All of the architect agent's outputs are compiled into a Process: a compiled set of steps, required files, and additional information that will eventually be passed along to the spreadsheet agent for each run.
Both agent flows are provided in the first image, and the second image dives deeper into how the spreadsheet agent is architected.
The high-level spreadsheet automation tool architecture. Left: process map for how processes are generated based on an uploaded video. Right: process map for running processes at runtime.
Spreadsheet agent architecture. The agent is simple and relies as much as possible on model intelligence to achieve tasks with minimal guide rails.
To test our agent, we ran it against SpreadsheetBench, a popular benchmark for gauging spreadsheet agent performance. In this case, we tested on a subset of approximately 50 randomly chosen tasks (each of which has 3 test cases). The results demonstrate strong performance across different categories of spreadsheet tasks.
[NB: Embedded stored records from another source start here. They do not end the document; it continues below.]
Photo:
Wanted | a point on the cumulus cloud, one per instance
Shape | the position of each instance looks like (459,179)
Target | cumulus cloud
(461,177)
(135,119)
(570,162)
For tasks with soft restrictions (where some flexibility in approach is acceptable), our agent achieved 49.5% accuracy, compared to OpenAI's 32.4%. On hard restriction tasks (requiring strict adherence to specific methods), our agent achieved 32.5% accuracy, significantly outperforming GPT-4o's 13.38%.
SpreadsheetBench results on ~50 tasks (3 cases each). OpenAI data from "Introducing ChatGPT agent"
Time savings using the Spreadsheet Agent are substantial. Spreadsheet tasks that took 1–2 hours to complete are now finished in under 10 minutes by the agent, representing a 6- to 12-fold increase in completion speed for some tasks. In other tasks, the agent was able to partially complete the task, still saving time, but requiring third-party intervention before completion.
One of the most exciting results of this project is that the barrier to creating new automations has been dramatically reduced. What used to require weeks of development work by engineering teams can now be accomplished by any accountant with a screen recording and 5 minutes to answer clarifying questions.
While we haven't yet developed a formal benchmark for the architect agent, we can see its impact in terms of workflow creation from non-technical users. Accountants simply upload a few files, press start, and come back to a ready-to-use process. The time savings are significant when compared with manual prompting for every trial.
Our combined agent doesn't just do work, it designs how work gets done. Automating automation allowed us to unlock a new layer of scalability and speed, empowering people across the company to build and run their own workflows with ease.